HYBE's Next New Creator audition — the pipeline that surfaced ADORA, who went on to produce for BTS — is back for 2026, but this time the company is consolidating the search across five label…

HYBE, the home of BTS, launches global search for pop music producers

HYBE's Next New Creator audition — the pipeline that surfaced ADORA, who went on to produce for BTS — is back for 2026, but this time the company is consolidating the search across five label divisions simultaneously instead of running it through a single imprint. Applications open July 14 and close August 12. Entry is free, and successful candidates receive a 5 million won creative support fund — roughly $3,270, a fraction of what rival SM Universe charges per semester at its producer academy.

Five labels, one audition — a shift in HYBE's talent-sourcing model

Since 2016, HYBE has rotated the Next New Creator audition between individual labels: Big Hit Music hosted in 2021 and 2023, BELIFT LAB took 2025. The 2026 edition breaks that pattern. For the first time, the competition pools applicants for Big Hit Music, BELIFT LAB, Pledis Entertainment, YX Labels (the Tokyo-based unit rebranded from HYBE Labels Japan in February 2025, home to &TEAM), and HYBE Japan's own division.

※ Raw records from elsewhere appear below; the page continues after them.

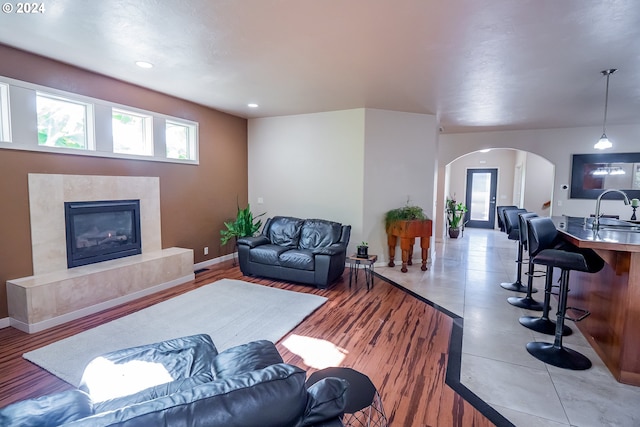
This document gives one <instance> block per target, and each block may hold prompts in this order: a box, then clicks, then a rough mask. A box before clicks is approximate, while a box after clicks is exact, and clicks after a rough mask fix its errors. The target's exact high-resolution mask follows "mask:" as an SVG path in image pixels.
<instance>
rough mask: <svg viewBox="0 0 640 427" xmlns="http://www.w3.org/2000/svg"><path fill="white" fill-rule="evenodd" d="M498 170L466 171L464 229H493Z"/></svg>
mask: <svg viewBox="0 0 640 427" xmlns="http://www.w3.org/2000/svg"><path fill="white" fill-rule="evenodd" d="M497 182H498V169H467V194H466V195H465V204H466V205H467V209H468V212H467V214H466V217H465V220H466V221H467V223H466V227H474V228H494V224H495V218H496V187H497Z"/></svg>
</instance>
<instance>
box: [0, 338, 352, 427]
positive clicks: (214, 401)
mask: <svg viewBox="0 0 640 427" xmlns="http://www.w3.org/2000/svg"><path fill="white" fill-rule="evenodd" d="M127 366H132V367H133V369H128V368H127ZM146 369H148V370H149V371H153V374H152V375H147V374H144V371H145V370H146ZM327 380H328V381H324V382H323V383H317V384H314V385H312V386H310V387H309V388H308V389H307V388H306V386H305V381H306V373H305V371H303V370H302V369H300V368H298V367H296V366H293V365H289V364H285V363H282V358H281V357H280V354H279V353H278V351H277V349H276V347H275V346H274V345H273V343H271V342H269V341H254V342H251V343H248V344H243V345H240V346H237V347H233V348H230V349H227V350H225V351H222V352H220V353H219V354H218V352H217V350H216V348H215V346H214V345H213V342H212V341H211V338H210V337H209V336H208V335H204V334H201V335H193V336H190V337H183V338H177V339H173V340H168V341H163V342H161V343H156V344H149V345H144V346H140V347H134V348H129V349H124V350H120V351H116V352H113V353H109V354H106V355H103V356H101V357H98V358H96V359H94V360H93V361H92V362H91V363H90V364H89V365H88V366H87V368H86V369H85V371H84V375H83V377H82V383H81V384H80V387H79V388H78V389H74V390H69V391H64V392H61V393H56V394H52V395H47V396H43V397H39V398H35V399H29V400H24V401H21V402H17V403H14V404H12V405H9V406H7V407H5V408H3V409H0V426H3V427H18V426H20V427H35V426H47V427H53V426H69V427H71V426H73V427H80V426H82V427H98V426H123V427H149V426H185V427H186V426H200V427H215V426H221V427H222V426H224V427H250V426H256V427H258V426H260V427H269V426H271V427H286V426H290V427H303V426H322V427H339V426H342V421H341V416H342V413H343V411H344V407H345V404H346V393H347V390H348V383H347V382H346V381H345V380H342V379H339V378H327ZM150 381H151V382H153V381H155V385H151V386H149V382H150ZM167 381H168V382H167ZM143 383H144V384H145V385H142V384H143ZM121 390H127V391H126V392H124V394H123V393H122V391H121Z"/></svg>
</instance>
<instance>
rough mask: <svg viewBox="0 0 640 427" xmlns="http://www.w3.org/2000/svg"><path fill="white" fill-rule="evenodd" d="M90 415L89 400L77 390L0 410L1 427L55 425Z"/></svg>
mask: <svg viewBox="0 0 640 427" xmlns="http://www.w3.org/2000/svg"><path fill="white" fill-rule="evenodd" d="M91 414H93V405H92V403H91V398H90V397H89V395H88V394H87V393H84V392H83V391H80V390H69V391H63V392H62V393H55V394H50V395H47V396H42V397H37V398H35V399H29V400H23V401H21V402H17V403H14V404H12V405H9V406H7V407H5V408H3V409H1V410H0V426H3V427H47V426H52V427H53V426H58V425H61V424H65V423H68V422H71V421H74V420H78V419H81V418H84V417H88V416H89V415H91Z"/></svg>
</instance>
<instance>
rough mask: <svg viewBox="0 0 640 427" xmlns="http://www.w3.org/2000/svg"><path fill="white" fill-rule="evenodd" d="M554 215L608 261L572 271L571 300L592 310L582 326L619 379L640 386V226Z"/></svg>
mask: <svg viewBox="0 0 640 427" xmlns="http://www.w3.org/2000/svg"><path fill="white" fill-rule="evenodd" d="M552 219H553V221H554V223H555V225H556V228H557V229H558V231H559V232H560V234H561V236H562V238H563V239H565V240H566V241H568V242H570V243H572V244H573V245H575V246H577V247H579V248H590V249H593V250H594V251H595V252H596V253H597V254H598V255H599V256H600V257H601V258H602V259H603V260H604V261H605V266H604V268H603V269H602V270H601V271H600V272H598V273H594V274H590V273H582V272H579V271H572V272H571V275H570V282H569V288H570V292H569V297H568V304H567V305H568V306H572V307H578V308H584V309H587V310H589V311H590V312H591V315H590V316H589V317H587V318H586V319H584V320H583V321H582V322H578V323H576V326H577V327H578V328H579V329H580V331H581V332H582V333H583V335H584V336H585V337H586V338H587V340H588V341H589V343H590V344H591V346H592V347H593V348H594V349H595V351H596V352H597V353H598V355H599V356H600V357H601V358H602V360H603V361H604V363H605V364H606V365H607V367H608V368H609V370H610V371H611V373H612V374H613V376H614V377H615V378H616V379H617V380H618V381H619V382H622V383H625V384H631V385H635V386H640V226H638V227H633V226H632V225H633V224H629V223H626V224H628V225H629V227H617V226H615V225H614V224H616V222H615V221H612V222H609V223H607V222H604V223H602V224H601V226H600V228H599V229H598V230H593V229H592V228H591V224H590V223H588V222H587V223H585V220H584V218H577V217H566V216H562V217H553V218H552Z"/></svg>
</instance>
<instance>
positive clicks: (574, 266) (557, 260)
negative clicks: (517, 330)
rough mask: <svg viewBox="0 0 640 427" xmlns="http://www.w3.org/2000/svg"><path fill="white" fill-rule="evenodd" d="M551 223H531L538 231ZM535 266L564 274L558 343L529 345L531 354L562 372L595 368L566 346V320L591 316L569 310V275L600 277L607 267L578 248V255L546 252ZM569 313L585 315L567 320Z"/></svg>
mask: <svg viewBox="0 0 640 427" xmlns="http://www.w3.org/2000/svg"><path fill="white" fill-rule="evenodd" d="M547 221H548V222H550V223H551V224H553V222H552V221H551V219H550V218H533V219H531V220H530V224H531V226H532V227H533V228H534V229H535V227H536V226H537V225H540V223H542V222H547ZM547 224H548V223H547ZM547 227H548V225H547ZM554 228H555V226H554ZM556 233H557V231H556ZM532 262H533V263H534V264H539V265H545V266H547V268H559V269H560V270H561V273H560V289H559V291H558V311H557V314H556V315H557V320H556V330H555V338H554V342H553V343H547V342H538V341H533V342H530V343H528V344H527V351H528V352H529V353H530V354H531V355H532V356H534V357H535V358H536V359H538V360H541V361H542V362H545V363H548V364H550V365H553V366H557V367H559V368H564V369H572V370H584V369H589V368H590V367H591V361H590V360H589V359H588V358H587V357H586V356H584V355H583V354H581V353H578V352H577V351H575V350H572V349H570V348H567V347H564V346H563V345H562V337H563V327H564V321H565V319H567V320H571V321H574V322H579V321H581V320H583V319H584V318H586V317H587V316H589V314H590V313H589V312H588V311H586V310H582V309H578V308H575V307H567V295H568V293H569V273H570V272H571V271H572V270H574V271H583V272H587V273H596V272H598V271H600V270H601V269H602V268H603V267H604V261H603V260H602V258H600V257H599V256H598V255H597V254H596V253H595V252H593V251H591V250H582V251H579V250H578V249H577V248H575V251H567V250H562V249H543V250H542V251H540V252H539V253H538V254H537V255H536V256H535V257H534V258H533V260H532ZM567 309H570V310H573V311H577V312H580V313H581V314H580V316H579V317H577V318H573V317H569V316H567Z"/></svg>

The move aligns with what HYBE publicly calls its "multi-home, multi-genre strategy" — an architecture designed to give each label creative autonomy while centralizing infrastructure and, apparently, talent acquisition. Running one audition across five divisions signals a deliberate effort to scale the producer supply side without fragmenting discovery across separate application cycles.

Entry mechanics and the economics of discovery

Eligibility is broad: age 19 or older, no restrictions on gender, career stage, or nationality. Individuals and teams can submit demo files. Candidates who pass internal screening advance to a main competition that may include a song camp; the winner is offered an in-house producer role.

The financial structure stands out against the competitive landscape. SM Entertainment's SM Universe academy, launched in Seoul in 2022 with a producing major, reportedly costs up to 10 million won per semester — double the cash award HYBE pays winners. KQ Entertainment (ATEEZ's label) embeds producer tracks inside its general auditions. HYBE's model — a free-standing, zero-cost audition with a modest stipend — occupies a different niche: lower barrier to entry, higher selectivity on output.

What this signals for the broader K-pop production market

The audition's expansion to five labels in a single cycle suggests HYBE is running a capacity constraint on the production side. The company's roster now spans BTS's hiatus-and-return cycle, ENHYPEN (BELIFT LAB), SEVENTEEN (Pledis), and &TEAM (YX Labels) — acts that collectively demand a high volume of pop-leaning tracks at global-release cadence.

By consolidating the search, HYBE reduces duplication in scouting costs while widening the funnel. For independent producers, the pitch is clear: one submission, potential access to multiple label workflows. Whether the $3,270 fund is sufficient to attract top-tier international talent remains an open metric — but the audition has historically functioned less as a financial incentive and more as a credentialing gateway into HYBE's closed production ecosystem.

The company's framing — "ready to step onto the global music industry stage" — reads as positioning language, but the ADORA precedent (2016 entrant, eventual BTS production credits) gives it some weight. The 2026 edition will be the first real test of whether a consolidated, multi-label intake can match or exceed the output quality of the single-label model it replaces.